In a mixer with the dough hook attached, combine sugar, salt, cinnamon, eggs, and melted butter, and whisk slightly to combine. Add milk and yeast mixture and about 1 cup flour.
Mix on low, adding flour, about one cup at a time, until dough comes together and is no longer sticking to the sides of the bowl.
Knead on medium speed for 5 minutes, or until dough is smooth.
Lightly grease a large bowl with baking spray, butter, or vegetable oil. Place dough in the bowl, flipping to cover it with the oil.
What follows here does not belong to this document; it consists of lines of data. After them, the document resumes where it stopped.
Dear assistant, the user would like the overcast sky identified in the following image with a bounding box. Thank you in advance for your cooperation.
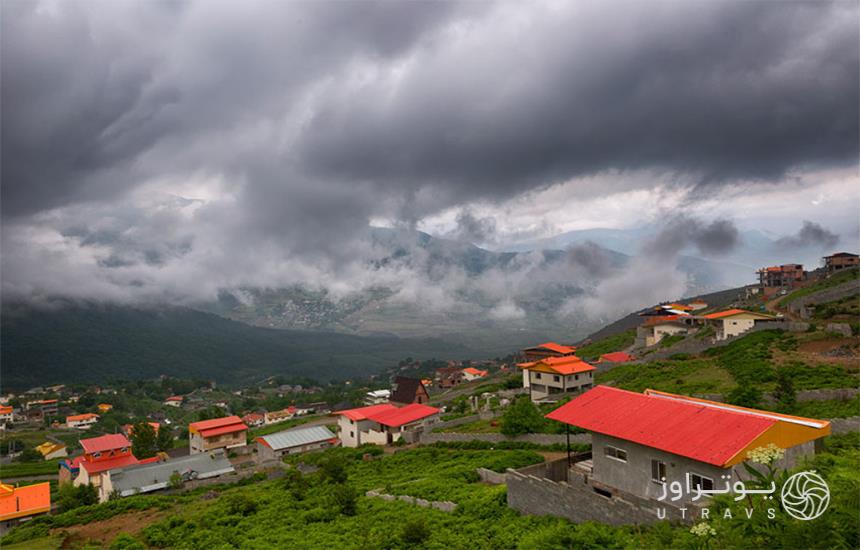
[0,0,860,300]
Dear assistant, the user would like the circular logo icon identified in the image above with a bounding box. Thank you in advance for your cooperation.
[780,472,830,520]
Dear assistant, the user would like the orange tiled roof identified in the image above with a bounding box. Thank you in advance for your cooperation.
[0,482,51,521]
[705,309,752,319]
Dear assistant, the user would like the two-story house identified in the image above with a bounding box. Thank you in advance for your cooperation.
[547,386,830,503]
[517,355,597,402]
[388,376,430,405]
[332,403,440,447]
[188,416,248,454]
[59,434,140,502]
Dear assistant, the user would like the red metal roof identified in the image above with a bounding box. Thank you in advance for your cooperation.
[705,309,752,319]
[600,351,636,363]
[332,403,397,421]
[198,422,248,437]
[81,434,131,453]
[188,415,248,437]
[332,403,439,428]
[80,454,140,474]
[368,403,439,428]
[546,386,777,466]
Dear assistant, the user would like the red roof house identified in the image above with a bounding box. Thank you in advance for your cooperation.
[332,403,441,447]
[188,416,248,454]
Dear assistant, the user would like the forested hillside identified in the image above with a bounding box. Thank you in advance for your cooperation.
[0,305,479,390]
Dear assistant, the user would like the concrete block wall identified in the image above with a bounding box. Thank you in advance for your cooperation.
[507,470,697,525]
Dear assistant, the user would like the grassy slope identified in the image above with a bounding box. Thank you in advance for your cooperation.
[0,434,860,549]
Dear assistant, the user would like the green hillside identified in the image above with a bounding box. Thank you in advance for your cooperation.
[0,305,480,390]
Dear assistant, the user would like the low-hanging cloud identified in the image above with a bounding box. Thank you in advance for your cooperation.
[776,220,839,249]
[0,0,860,312]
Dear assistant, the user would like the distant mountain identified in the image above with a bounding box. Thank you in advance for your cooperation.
[195,228,752,349]
[0,304,480,392]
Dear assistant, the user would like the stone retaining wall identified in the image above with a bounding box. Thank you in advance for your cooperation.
[421,432,591,445]
[364,491,457,512]
[507,459,697,525]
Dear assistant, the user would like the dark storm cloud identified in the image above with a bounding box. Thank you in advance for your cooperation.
[776,220,839,249]
[0,0,860,306]
[644,216,740,258]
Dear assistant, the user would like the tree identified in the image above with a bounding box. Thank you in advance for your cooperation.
[726,382,762,409]
[156,426,173,456]
[131,422,157,458]
[501,396,544,436]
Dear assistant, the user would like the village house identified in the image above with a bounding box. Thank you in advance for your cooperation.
[66,413,99,430]
[756,264,806,296]
[509,386,830,522]
[59,434,140,502]
[597,351,636,363]
[36,441,69,460]
[332,403,440,447]
[121,422,161,437]
[704,309,778,340]
[824,252,860,275]
[463,367,489,382]
[242,413,266,428]
[255,426,338,462]
[636,315,690,347]
[110,449,236,497]
[517,355,596,403]
[687,300,708,311]
[0,405,15,426]
[27,399,59,417]
[522,342,576,388]
[163,395,183,407]
[0,481,51,531]
[188,416,248,454]
[263,405,296,426]
[364,390,391,405]
[389,376,430,405]
[436,367,463,388]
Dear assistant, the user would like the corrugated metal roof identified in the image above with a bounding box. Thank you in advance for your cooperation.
[111,449,235,497]
[546,386,777,466]
[257,426,335,451]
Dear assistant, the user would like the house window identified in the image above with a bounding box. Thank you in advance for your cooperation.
[651,460,666,485]
[603,445,627,462]
[689,474,714,491]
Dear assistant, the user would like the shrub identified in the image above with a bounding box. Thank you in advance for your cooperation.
[400,519,430,546]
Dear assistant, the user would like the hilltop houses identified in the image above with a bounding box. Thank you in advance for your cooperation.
[66,413,99,430]
[389,376,430,405]
[636,313,690,347]
[507,386,830,524]
[463,367,490,382]
[188,416,248,454]
[36,441,69,460]
[756,264,806,296]
[823,252,860,275]
[704,309,778,340]
[517,355,597,402]
[59,434,140,502]
[163,395,184,407]
[332,403,441,447]
[255,426,339,462]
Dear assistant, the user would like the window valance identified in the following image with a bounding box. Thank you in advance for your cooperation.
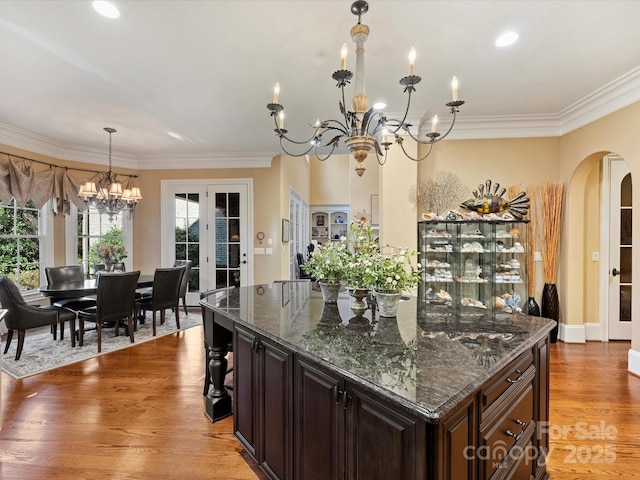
[0,152,136,215]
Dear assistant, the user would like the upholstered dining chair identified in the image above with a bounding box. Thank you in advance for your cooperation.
[78,270,140,353]
[135,267,185,337]
[0,276,76,360]
[173,260,193,315]
[44,265,96,344]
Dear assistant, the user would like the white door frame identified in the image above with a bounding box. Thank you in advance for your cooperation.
[600,154,625,342]
[160,178,254,298]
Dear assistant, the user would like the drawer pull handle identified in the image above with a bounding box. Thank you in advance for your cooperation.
[507,370,522,383]
[505,418,527,442]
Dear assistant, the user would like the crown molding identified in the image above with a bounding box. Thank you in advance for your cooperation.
[138,152,278,170]
[0,67,640,165]
[438,67,640,140]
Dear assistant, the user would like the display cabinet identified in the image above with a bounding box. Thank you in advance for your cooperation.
[418,220,529,315]
[310,205,349,244]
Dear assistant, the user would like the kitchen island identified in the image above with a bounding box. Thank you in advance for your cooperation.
[201,282,555,480]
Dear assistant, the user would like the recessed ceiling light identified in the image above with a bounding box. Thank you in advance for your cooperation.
[496,32,519,47]
[167,132,184,140]
[93,0,120,18]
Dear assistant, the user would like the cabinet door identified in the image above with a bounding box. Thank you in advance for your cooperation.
[295,360,344,480]
[256,338,293,479]
[233,326,260,459]
[346,386,427,480]
[437,399,478,480]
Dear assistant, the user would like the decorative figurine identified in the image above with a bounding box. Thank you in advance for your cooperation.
[460,180,529,220]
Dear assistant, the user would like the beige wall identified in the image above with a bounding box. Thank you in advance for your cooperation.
[278,156,311,283]
[559,102,640,351]
[309,155,350,205]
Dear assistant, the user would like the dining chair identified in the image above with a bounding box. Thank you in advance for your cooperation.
[44,265,96,340]
[135,267,185,337]
[78,270,140,353]
[0,276,76,360]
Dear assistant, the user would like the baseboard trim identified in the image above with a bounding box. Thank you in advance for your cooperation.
[558,323,587,343]
[627,349,640,376]
[584,323,606,342]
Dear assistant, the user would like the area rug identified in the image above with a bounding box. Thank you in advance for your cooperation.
[0,311,202,379]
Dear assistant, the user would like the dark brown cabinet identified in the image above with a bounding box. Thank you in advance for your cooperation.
[234,325,293,480]
[295,360,426,480]
[203,282,555,480]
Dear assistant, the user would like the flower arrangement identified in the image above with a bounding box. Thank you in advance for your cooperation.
[301,239,349,284]
[98,244,127,265]
[365,247,422,293]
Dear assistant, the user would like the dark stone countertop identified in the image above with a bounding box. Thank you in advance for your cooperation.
[201,282,555,422]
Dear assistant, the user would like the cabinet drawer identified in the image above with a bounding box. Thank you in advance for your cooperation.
[479,384,535,479]
[481,350,535,411]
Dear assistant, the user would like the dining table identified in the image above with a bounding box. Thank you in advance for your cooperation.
[40,274,153,299]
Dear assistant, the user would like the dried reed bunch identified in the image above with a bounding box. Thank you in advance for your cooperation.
[542,182,564,283]
[525,184,538,297]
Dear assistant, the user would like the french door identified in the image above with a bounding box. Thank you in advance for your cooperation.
[160,179,253,305]
[609,157,633,340]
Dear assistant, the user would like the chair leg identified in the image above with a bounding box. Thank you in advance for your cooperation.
[16,330,25,360]
[4,328,13,353]
[69,318,76,347]
[128,315,136,343]
[153,310,156,337]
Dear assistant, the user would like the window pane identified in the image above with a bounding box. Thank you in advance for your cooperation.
[620,285,631,322]
[228,193,240,217]
[77,208,128,277]
[0,199,42,290]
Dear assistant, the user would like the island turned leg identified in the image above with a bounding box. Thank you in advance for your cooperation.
[205,316,233,422]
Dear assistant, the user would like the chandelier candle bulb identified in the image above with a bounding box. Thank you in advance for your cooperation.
[409,47,416,75]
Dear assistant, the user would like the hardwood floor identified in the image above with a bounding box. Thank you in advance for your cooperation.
[0,327,640,480]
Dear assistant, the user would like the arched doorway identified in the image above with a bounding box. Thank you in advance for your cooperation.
[559,152,631,342]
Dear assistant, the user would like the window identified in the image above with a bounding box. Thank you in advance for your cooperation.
[67,208,133,277]
[174,192,200,292]
[0,199,53,292]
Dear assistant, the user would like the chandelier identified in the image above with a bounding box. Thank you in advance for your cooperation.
[78,127,142,219]
[267,1,464,176]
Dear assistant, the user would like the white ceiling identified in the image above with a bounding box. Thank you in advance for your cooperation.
[0,0,640,168]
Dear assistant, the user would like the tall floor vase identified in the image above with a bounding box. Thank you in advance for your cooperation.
[527,297,540,317]
[542,283,560,343]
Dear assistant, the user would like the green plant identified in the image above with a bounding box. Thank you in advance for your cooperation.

Place plastic wrap or a clean kitchen towel over the bowl. Let rise for 1 to 1 1/2 hours, or until dough has doubled in size. Meanwhile, prepare two 9 inch cake pans by spraying with baking spray, and evenly spreading 1/4 cup honey into each pan. Sprinkle nuts, and then sugar evenly into the pans.
To make the filling, whisk together white sugar, cinnamon, cloves, and flour.
Punch down the risen dough, and roll it out into a 10"x18" rectangle on a clean surface.
Sprinkle the filling evenly over the dough.
Roll the dough up longwise. Trim the ends, then cut the dough into 12 even rolls.
Place 6 rolls in each cake pan. Cover with a clean kitchen towel or plastic wrap, and let rise until doubled in size, about 1 to 1 1/2 hours. Preheat oven to 350F about 20-30 minutes before rolls are ready to bake.
Bake rolls for 25-30 minutes, or until the tops are lightly golden brown.
Let cool at least 10 minutes before attempting to remove buns from pan. Warning, the honey will be very hot! Use a knife to loosen the buns from the pan. Flip the buns onto a plate.
Serve at room temperature or warmed up.